“Yes, mum,” the girl answered in a Cockney accent.
She curtsied to Hannah briefly, then left soundlessly.
Lafferty felt like he had entered an episode of Masterpiece Theatre.
“Mary is a good girl,” Hannah said. “I have been using a British domestic service for several years now.”
Lafferty hoped they were not going to have a conversation about the difficulty of getting good help nowadays. He leaned forward with his hands clasped.
“We came here today for a specific reason, Mrs. Green,” he said briskly, trying to get the old lady on track. Hannah apparently liked company and seemed prepared to drag this interview out until the cookies on her tray had turned to stone.
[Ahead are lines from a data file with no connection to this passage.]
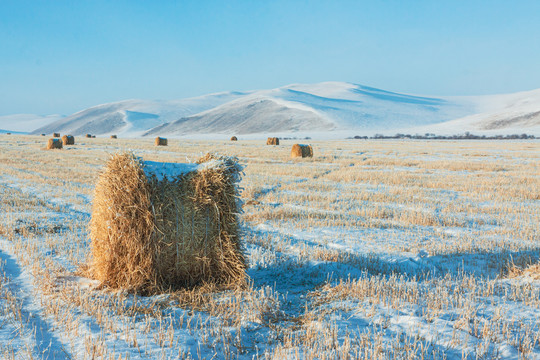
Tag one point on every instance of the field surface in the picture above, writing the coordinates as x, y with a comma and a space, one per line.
371, 249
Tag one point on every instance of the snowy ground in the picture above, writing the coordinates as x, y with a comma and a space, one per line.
372, 249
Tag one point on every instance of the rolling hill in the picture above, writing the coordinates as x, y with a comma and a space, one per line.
324, 110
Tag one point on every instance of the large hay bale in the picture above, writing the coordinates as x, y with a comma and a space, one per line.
68, 140
272, 141
54, 144
161, 141
300, 150
157, 226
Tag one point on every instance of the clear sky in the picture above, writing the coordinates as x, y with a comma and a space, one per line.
63, 56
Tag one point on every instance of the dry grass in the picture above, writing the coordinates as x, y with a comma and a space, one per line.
471, 207
299, 150
272, 141
160, 141
151, 234
54, 144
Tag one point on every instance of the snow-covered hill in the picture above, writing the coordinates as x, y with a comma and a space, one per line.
21, 123
131, 118
329, 109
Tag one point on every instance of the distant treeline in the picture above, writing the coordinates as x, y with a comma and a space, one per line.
466, 136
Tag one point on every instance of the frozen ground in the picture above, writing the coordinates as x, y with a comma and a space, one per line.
372, 249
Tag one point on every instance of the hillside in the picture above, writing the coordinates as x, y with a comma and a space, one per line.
323, 110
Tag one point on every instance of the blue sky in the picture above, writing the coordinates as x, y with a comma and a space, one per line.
63, 56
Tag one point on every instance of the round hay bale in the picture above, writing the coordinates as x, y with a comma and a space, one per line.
54, 144
158, 226
272, 141
300, 150
68, 140
161, 141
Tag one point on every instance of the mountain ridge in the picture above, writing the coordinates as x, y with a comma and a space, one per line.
323, 110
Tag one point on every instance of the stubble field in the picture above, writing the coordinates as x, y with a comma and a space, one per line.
371, 249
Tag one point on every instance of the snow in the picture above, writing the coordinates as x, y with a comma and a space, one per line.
170, 171
25, 122
322, 110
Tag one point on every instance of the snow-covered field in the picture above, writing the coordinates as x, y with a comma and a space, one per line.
372, 249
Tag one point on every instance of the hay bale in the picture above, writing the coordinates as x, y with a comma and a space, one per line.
300, 150
68, 140
158, 226
272, 141
161, 141
54, 144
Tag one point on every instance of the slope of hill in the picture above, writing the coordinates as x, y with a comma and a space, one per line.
22, 123
131, 118
329, 109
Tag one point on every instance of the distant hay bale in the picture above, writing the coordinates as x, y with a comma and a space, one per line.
158, 226
272, 141
300, 150
54, 144
161, 141
68, 140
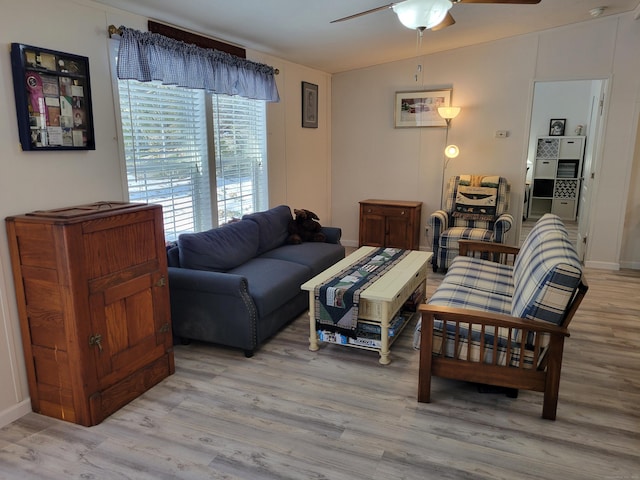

“I am aware of that,” Hannah replied. “If Alicia had not called me earlier today I would have asked to see her, or both of you, very soon.”
Lafferty waited.
Hannah leaned forward and poured a cup of tea, filling the delicate Rosenthal china cup with a rosemary-scented brew. When Lafferty shook his head she handed it to Alicia and then poured another for herself.
“I’m happy you are here for more than one reason, Detective,” Hannah said. “What I have to tell Alicia will be very difficult for her to hear.”
Alicia and Lafferty exchanged glances. Hannah’s welcoming mood had changed with the sentence. She now looked sober and every minute of her age.
“Every family has secrets,” she went on, sighing. “Wealthy families probably have more than most.” She added cream to her tea from a Waterford crystal jug and sat back in her chair. “I was determined to take this one to my grave.” She seemed to lose interest in her drink and held it untouched in her lap, staring straight ahead. Then she stirred. “I had hoped that I could see Alicia through this awful experience without breaking my silence. But it has become obvious to me that Sandler Woods intends to make an example of Alicia, and I cannot allow that to happen while I know something which may be pertinent to her case. I don’t know if it will be helpful or not, but I can’t keep it to myself any longer.”
Alicia was leaning forward, her eyes narrowing. Hannah finally took a sip of her tea and then set the cup down; the saucer rattled in her shaking hand.
“Come here, my dear,” Hannah said to Alicia.
Alicia looked at Lafferty, then went to Hannah and sat on the leather ottoman at the old lady’s feet.
“Do you recall how much your mother loved you?” Hannah said gently, smoothing Alicia’s hair back from her forehead.
Alicia nodded.
“From the moment she saw you, Margaret put you before everything and everybody,” Hannah said. “I never knew a woman to dote on a child that way. She took you everywhere with her, did everything for you, and adored you immoderately. My son followed her lead, and you were a most cherished, most beloved little girl.”
“I know that, Granny,” Alicia whispered gently. “I know. I remember.”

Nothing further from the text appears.